# Dumb thought experiment

1. Jun 28, 2007

### ice109

suppose you have a sphere of nonconducting material with a point charge not in the center but in one octant and around it you have a conductor. if examined outside the conductor,will there be a stronger field near the octant where the charge is in the insulator?

gauss' law says no, vivid imagination says yes

2. Jun 28, 2007

### olgranpappy

outside the conductor in this case means inside the nonconducting sphere and Gauss' law does not say "no." You are confused.

3. Jun 28, 2007

### ice109

no you are confused for 0<R<5 is the insulator for 5<R<10 is the conductor. the question concerns for R>10

4. Jun 28, 2007

### Archduke

Agreed, Gauss' Law does not say no, although I can see where you are getting this idea.
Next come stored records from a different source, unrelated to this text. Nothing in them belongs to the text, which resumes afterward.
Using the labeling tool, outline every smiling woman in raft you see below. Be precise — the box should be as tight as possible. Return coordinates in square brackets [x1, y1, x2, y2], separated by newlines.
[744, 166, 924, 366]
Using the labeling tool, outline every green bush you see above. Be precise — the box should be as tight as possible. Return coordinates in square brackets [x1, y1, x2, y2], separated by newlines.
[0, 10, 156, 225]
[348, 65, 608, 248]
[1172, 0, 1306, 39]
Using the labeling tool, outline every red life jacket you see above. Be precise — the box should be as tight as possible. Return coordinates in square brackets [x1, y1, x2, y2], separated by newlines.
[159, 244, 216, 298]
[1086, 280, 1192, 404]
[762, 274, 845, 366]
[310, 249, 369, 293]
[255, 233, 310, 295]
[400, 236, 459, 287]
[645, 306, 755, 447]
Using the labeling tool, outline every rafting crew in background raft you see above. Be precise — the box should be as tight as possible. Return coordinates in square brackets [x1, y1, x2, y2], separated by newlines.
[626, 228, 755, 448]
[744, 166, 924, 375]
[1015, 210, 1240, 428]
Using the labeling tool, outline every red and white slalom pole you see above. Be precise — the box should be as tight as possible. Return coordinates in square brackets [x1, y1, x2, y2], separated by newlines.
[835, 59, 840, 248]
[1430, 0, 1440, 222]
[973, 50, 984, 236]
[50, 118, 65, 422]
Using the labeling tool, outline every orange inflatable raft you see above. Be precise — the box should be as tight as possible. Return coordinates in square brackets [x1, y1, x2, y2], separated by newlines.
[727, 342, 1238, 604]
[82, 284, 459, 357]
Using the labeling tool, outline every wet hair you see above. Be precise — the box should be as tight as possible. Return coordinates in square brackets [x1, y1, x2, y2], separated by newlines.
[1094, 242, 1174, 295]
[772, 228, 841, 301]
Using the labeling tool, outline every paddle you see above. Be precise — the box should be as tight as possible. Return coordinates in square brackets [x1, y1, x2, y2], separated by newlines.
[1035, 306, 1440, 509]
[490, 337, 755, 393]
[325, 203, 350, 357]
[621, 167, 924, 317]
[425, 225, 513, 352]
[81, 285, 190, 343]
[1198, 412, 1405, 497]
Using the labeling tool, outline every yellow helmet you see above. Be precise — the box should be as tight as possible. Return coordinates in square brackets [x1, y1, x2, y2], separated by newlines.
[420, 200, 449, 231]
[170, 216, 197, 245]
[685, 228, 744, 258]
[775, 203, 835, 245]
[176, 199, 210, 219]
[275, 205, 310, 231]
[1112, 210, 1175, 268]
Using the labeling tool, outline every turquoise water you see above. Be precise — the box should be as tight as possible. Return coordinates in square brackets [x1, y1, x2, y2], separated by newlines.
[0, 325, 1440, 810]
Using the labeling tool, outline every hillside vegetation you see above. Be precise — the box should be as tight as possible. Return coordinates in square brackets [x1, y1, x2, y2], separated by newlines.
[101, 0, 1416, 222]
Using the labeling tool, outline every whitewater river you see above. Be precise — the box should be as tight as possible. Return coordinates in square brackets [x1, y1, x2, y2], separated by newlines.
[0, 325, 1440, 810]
Gauss' Law says the TOTAL electric field through a closed surface is the same, no matter what the charge distribution (assuming the total charge enclosed is the same in all of the cases). However, this does not mean that the electric field through each unit area element is the same. You can only say this in the case of a sphere concentric with a spherical charge distribution because of the symmetry. Hope I've help!

5. Jun 28, 2007

### ice109

but then how does a faraday cage work, you guys are forgetting that there can be no field through a gaussian surface inside a conductor

6. Jun 28, 2007

### Archduke

Ah, sorry - my bad, I mis-interpretted the situation. OK, at this point, I'm going to say I don't know what happens or what the answer is; but I'm going to try it. Hopefully, I've interpretted your question correctly this time!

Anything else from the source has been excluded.